A Beginners Guide to Drum Kits

When starting out a new hobby it’s all exciting, uncharted territory. It can also be a little nerve wracking as there’s so much to take in and learn. 

Learning to play the drums is no different. There are so many parts to learn the names of and get the hang of. But once you get the hang of it you’ll have so much fun.

To help speed up the process and alleviate some of your nerves we’ve compiled a beginner’s guide to drum kits.


Anatomy of a Drum Kit

The first thing you need to learn when starting to play the drums is what each part does. Drum kits are made up of a variety of drums and cymbals that each make unique sounds and serve specific purposes in music. 

So, let’s take a look at the common drum kit components.


Hi-Hat Cymbals

The hi-hats are a pair of 12-15" cymbals that are mounted on a stand and brought together by a foot pedal. They can be played while open with sticks or clashed together with the pedal. 

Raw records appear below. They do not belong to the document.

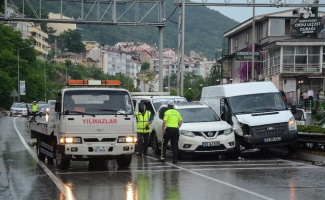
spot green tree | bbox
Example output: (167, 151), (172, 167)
(141, 61), (150, 71)
(206, 65), (221, 86)
(183, 72), (206, 101)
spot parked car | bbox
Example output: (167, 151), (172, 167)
(293, 108), (306, 125)
(38, 104), (50, 116)
(10, 103), (27, 116)
(150, 102), (235, 158)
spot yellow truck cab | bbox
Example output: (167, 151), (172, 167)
(29, 80), (136, 169)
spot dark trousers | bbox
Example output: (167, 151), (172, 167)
(161, 128), (179, 161)
(137, 133), (149, 155)
(32, 112), (36, 121)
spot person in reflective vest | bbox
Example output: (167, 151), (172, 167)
(32, 101), (38, 121)
(159, 100), (183, 164)
(136, 102), (153, 156)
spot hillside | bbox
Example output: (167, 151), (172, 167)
(14, 0), (238, 59)
(80, 0), (238, 59)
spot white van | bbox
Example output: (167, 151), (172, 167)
(200, 82), (298, 152)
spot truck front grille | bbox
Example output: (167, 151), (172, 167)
(83, 138), (116, 142)
(251, 122), (288, 135)
(193, 130), (224, 138)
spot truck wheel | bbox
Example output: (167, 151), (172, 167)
(151, 133), (160, 155)
(55, 148), (70, 170)
(36, 134), (45, 162)
(288, 142), (298, 153)
(116, 154), (132, 168)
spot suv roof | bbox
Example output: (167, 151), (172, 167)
(132, 95), (185, 100)
(161, 102), (210, 109)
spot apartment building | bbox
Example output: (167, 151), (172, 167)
(221, 8), (325, 104)
(4, 4), (49, 60)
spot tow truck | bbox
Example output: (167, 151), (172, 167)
(29, 80), (137, 169)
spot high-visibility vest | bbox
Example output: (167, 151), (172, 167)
(136, 111), (151, 133)
(32, 104), (38, 112)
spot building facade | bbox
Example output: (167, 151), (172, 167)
(222, 9), (325, 104)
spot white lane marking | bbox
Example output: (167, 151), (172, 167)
(173, 162), (305, 168)
(190, 166), (317, 171)
(14, 118), (75, 200)
(57, 169), (182, 175)
(147, 156), (274, 200)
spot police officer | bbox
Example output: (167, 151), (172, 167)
(136, 102), (153, 156)
(32, 101), (38, 121)
(159, 100), (183, 164)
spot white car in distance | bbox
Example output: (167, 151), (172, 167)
(150, 102), (237, 157)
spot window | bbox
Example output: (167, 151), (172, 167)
(270, 19), (285, 36)
(262, 22), (269, 38)
(246, 32), (250, 43)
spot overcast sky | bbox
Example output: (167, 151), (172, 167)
(194, 0), (325, 22)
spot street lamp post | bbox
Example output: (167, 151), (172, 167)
(44, 54), (47, 102)
(17, 45), (34, 102)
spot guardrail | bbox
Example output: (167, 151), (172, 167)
(298, 132), (325, 151)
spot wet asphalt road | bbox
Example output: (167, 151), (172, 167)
(0, 116), (325, 200)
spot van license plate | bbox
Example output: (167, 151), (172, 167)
(264, 137), (281, 142)
(95, 147), (105, 152)
(202, 141), (220, 147)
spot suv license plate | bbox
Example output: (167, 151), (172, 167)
(202, 141), (220, 147)
(95, 147), (105, 152)
(264, 137), (281, 142)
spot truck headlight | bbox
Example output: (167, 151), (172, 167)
(223, 128), (232, 135)
(117, 136), (137, 143)
(179, 131), (195, 137)
(288, 117), (297, 131)
(60, 137), (81, 144)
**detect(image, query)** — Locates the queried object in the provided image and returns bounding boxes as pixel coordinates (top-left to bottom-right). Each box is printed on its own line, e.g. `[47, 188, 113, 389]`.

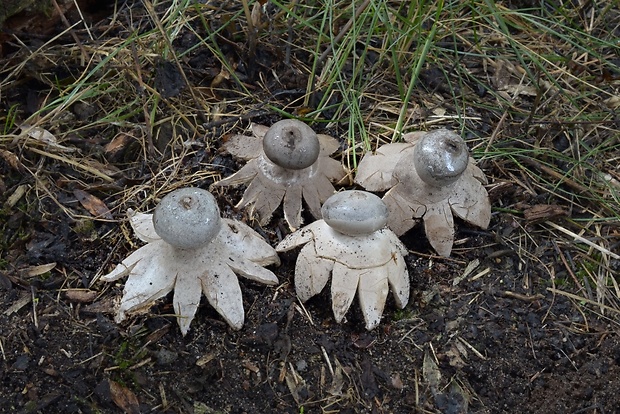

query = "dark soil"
[0, 1, 620, 414]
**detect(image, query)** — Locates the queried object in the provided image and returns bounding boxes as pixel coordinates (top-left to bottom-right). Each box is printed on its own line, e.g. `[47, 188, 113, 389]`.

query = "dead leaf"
[82, 158, 121, 177]
[422, 351, 441, 395]
[0, 149, 24, 172]
[523, 204, 568, 221]
[108, 380, 140, 414]
[4, 184, 30, 207]
[103, 133, 134, 162]
[25, 263, 56, 277]
[20, 124, 76, 152]
[73, 189, 113, 220]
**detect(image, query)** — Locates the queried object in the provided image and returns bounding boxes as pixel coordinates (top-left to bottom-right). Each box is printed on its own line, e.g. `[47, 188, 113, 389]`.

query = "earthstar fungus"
[102, 188, 280, 335]
[276, 190, 409, 330]
[355, 129, 491, 256]
[213, 119, 346, 229]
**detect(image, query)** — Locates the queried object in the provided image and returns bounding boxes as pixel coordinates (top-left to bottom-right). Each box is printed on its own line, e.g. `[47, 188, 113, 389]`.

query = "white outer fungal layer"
[276, 193, 409, 330]
[153, 187, 222, 249]
[321, 190, 388, 236]
[263, 119, 321, 170]
[355, 129, 491, 256]
[213, 124, 346, 230]
[102, 192, 280, 335]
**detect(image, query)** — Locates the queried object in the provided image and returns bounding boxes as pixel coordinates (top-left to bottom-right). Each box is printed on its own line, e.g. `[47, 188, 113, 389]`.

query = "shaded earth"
[0, 0, 620, 414]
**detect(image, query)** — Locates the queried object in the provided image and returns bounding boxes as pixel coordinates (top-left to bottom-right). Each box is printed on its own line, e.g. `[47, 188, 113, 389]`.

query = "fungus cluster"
[208, 119, 346, 229]
[102, 188, 280, 335]
[103, 120, 491, 334]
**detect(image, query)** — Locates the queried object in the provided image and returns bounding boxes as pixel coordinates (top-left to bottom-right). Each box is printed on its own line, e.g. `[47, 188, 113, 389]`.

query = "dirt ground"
[0, 0, 620, 414]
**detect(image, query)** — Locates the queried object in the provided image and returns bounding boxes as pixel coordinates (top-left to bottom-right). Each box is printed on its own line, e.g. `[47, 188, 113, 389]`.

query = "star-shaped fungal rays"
[213, 119, 346, 229]
[102, 189, 280, 335]
[355, 129, 491, 256]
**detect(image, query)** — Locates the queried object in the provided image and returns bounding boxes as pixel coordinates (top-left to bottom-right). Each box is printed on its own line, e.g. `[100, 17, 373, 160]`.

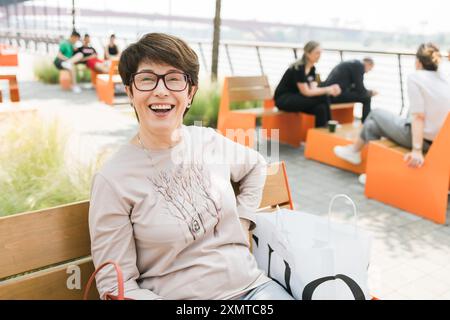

The size and weight of your hi-hats will determine their pitch and sound. If you’re looking for a bright and crisp tone opt for a 13-14" cymbal, whereas if you want a darker and warmer sound go for a 15-16". Once you gain experience you can start to experiment with different size tops and bottoms to create unique sounds. 

The hi-hats serve as an important timekeeping tool that can add sound effects and change the dynamics of a song. 


Crash Cymbals

Crash cymbals get their name due to the loud, sharp ‘crash’ noise they make when they are struck. They are thin cymbals that are used to accent significant beats or mark a change in a song, such as transitioning into the chorus. They are usually hit at the same time as the kick or snare drum. 

Crash cymbals are generally between 8-18", if they are less than 13" then they are referred to as splashes as they make a softer sound. Both sizes and sounding cymbals will serve the same purpose in your music.

When setting up your kit, the crashes are traditionally placed on the left side of the kit. If you have two crashes then generally there would be one on each side.


Ride Cymbal

The rides are the largest of the cymbals ranging between 20" and 24". As with their size, they’re also heavier. They are played by hitting the tip of your drumstick on the cymbal’s body, or the shoulder of the stick on the bell. Where you hit it will determine the strength of the sound it makes. 

Drummers use the ride cymbals for their bright and sustained sound. It helps maintain the rhythmic pattern of a song, often referred to as the ‘ride’ hence its name. 

These cymbals generally sit on the far right of the drum kit directly above the floor tom. 


Tom Toms

The tom toms or rack toms are used to provide embellishments to melodies and solos. Toms are generally on the smaller side, ranging from 8" to 18".

The toms are often not used as frequently as other parts of your drum kit, however they are an essential part of the kit and play an important role in music. They can be specifically tuned to match a set of pitches, for this reason it is common for experienced drummers to have more than one tom in their kit. It is a good idea, even for beginner drummers, to have a high tom and a low tom to learn with and get the feel of their sounds.

The rack toms are often mounted on the frame of your kit just above the kick drum. 


Floor Tom

A floor tom is a double-headed tom drum that provides a deep end to the tom tom frequency. 

They produce a booming sound that varies in pitch and resonates in the music. The floor tom can add colour and expression to your music. They have always been an essential part of any drummer’s kit. 

Some drum kits can have up to three floor toms. The most common is the standing tom which usually stands on three legs next to and behind the kick drum. The other two floor toms if you have them are mounted directly above the kick drum, next to the standing tom. 


Snare Drum

Snares are a shallow drum with a rack of strings stretched across the bottom head. They provide the backbeat in popular music.

They can be played by striking the head alone or the head and rim at the same time to perform a rimshot. This is a technique that sounds difficult to perfect, but once you’re skilled enough it will become an almost unconscious manoeuvre.

The snare is one of the most central pieces in a drum set. They are usually just played using sticks, however as you gain experience you can start experimenting with using a brush or rute to create different sounds. 


Kick Drum

Kick or bass drums are played by pressing down on a foot pedal. They are a large, low sounding drum. Kick drums can range between 16" and 28". The wider the drum the lower the pitch of the drum sound.

Large drums can tend to resonate and ring for longer durations, so many drummers will use pillows or blankets to muffle the sound and minimise the ringing. 

The kick drum often acts as a base for the rack tom mounts, placing it around the centre of your kit for perfect access to the pedal.